Шрифт:
Интервал:
Закладка:
Я слегка разморозил мясо, настрогал, затем потушил с овощами и приправами, добавив капельку лимонного уксуса и столовую ложку красного вина. На гарнир шёл картофель с зеленью.
Правда, своей инициативой я чуть не создал себе лишние сложности. Когда мама и папа вернулись с работы и учуяли ароматы тушёного мяса, а потом и воочию увидели сервированный по всем правилам стол и аппетитный ужин, они… Сказать, что они удивились – ничего не сказать. У них случился самый настоящий шок. Первой оправилась мама.
– Антоша, кто-то приходил? – пролепетала она.
– Нет, – честно ответил я, недоумевая, откуда такая реакция. Я ведь приготовил самое простое – не какой-нибудь там паштет «Сюзерен».
– А кто… – она даже договорить не сумела, только слабо махнула рукой в направлении плиты.
– Я, – ответил я и добавил, пытаясь хоть как-то сгладить их потрясение: – Уж не знаю, как на вкус. Я первый раз готовил.
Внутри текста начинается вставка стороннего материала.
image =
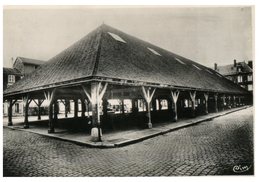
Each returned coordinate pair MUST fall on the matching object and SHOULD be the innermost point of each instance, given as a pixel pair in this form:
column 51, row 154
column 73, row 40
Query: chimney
column 215, row 66
column 235, row 63
column 250, row 64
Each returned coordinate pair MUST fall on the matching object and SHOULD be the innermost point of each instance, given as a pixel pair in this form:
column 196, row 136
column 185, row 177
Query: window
column 180, row 61
column 239, row 79
column 196, row 66
column 164, row 104
column 209, row 71
column 16, row 108
column 219, row 75
column 11, row 78
column 250, row 87
column 154, row 51
column 249, row 78
column 116, row 37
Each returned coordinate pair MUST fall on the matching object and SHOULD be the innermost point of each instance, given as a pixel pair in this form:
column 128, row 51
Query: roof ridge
column 94, row 72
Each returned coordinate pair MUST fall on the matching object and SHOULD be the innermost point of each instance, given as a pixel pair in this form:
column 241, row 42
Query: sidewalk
column 121, row 138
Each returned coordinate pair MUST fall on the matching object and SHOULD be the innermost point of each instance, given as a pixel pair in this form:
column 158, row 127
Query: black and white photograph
column 128, row 91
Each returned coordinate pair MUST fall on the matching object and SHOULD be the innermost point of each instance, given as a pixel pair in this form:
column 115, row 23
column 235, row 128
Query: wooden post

Просто повторял то, что видел… у тебя…
Почему-то у меня всё больше крепло ощущение, что от родителей, как, впрочем, и от всех остальных, лучше скрывать все мои воспоминания о прошлых жизнях. Но слова я подобрал нужные – мама тотчас вышла из ступора и посмотрела на меня так растроганно, что я невольно поёжился.
Отужинали молча, без напряжения и неудобных вопросов. Ночью я опять уснул с трудом, терзаемый мыслями о странной кончине совсем ещё не старого талантливого хирурга и его непонятном, пугающем диагнозе. Что уж скрывать, мне и правда было не по себе. К тому же интуитивно я чувствовал, что это имело какое-то отношение к моим видениям. То есть – видению, одному-единственному, но какому жуткому!
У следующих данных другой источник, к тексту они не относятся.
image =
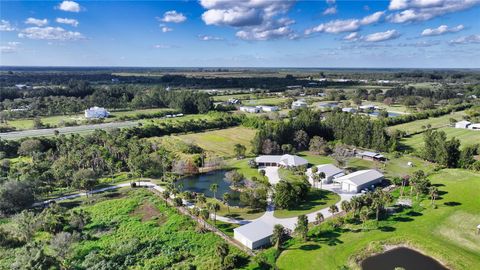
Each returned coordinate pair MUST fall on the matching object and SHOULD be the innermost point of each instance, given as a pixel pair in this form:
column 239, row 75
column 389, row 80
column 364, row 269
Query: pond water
column 401, row 257
column 390, row 114
column 201, row 184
Всю следующую неделю, пока родители были на работе, я с невероятным упорством искал любой материал, который касался бы меня предыдущего (ха, слышала бы мама, как я выражаюсь, наверняка уже вызвала бы психбригаду или принялась бы пичкать меня всевозможными пилюлями). Но почти безрезультатно. Те жалкие крохи, что удалось найти, либо и так были мне известны, либо ответов на мои вопросы не давали. Да и по большей части эти сведения относились к профессиональной деятельности, а о личном – глухо.
Однако я должен был всё выяснить! Должен! Поэтому оставалось одно: вспомнить самому. И то, кем был я в седьмой жизни, и то, что случилось со мною-доктором. Но тут, как я ни напрягался, ничего толком не выходило. В первом случае совсем ни единого просвета, во втором – в голове всплывали бесчисленные операции, упоительные беседы с другом-невропатологом, мелькали виды сонного английского городка, закатное солнце, мазнувшее багрянцем по скатам остроконечных крыш, мост через реку, а дальше всё как будто блекло и темнело. Хотя в этой темноте проступало нечто неуловимое.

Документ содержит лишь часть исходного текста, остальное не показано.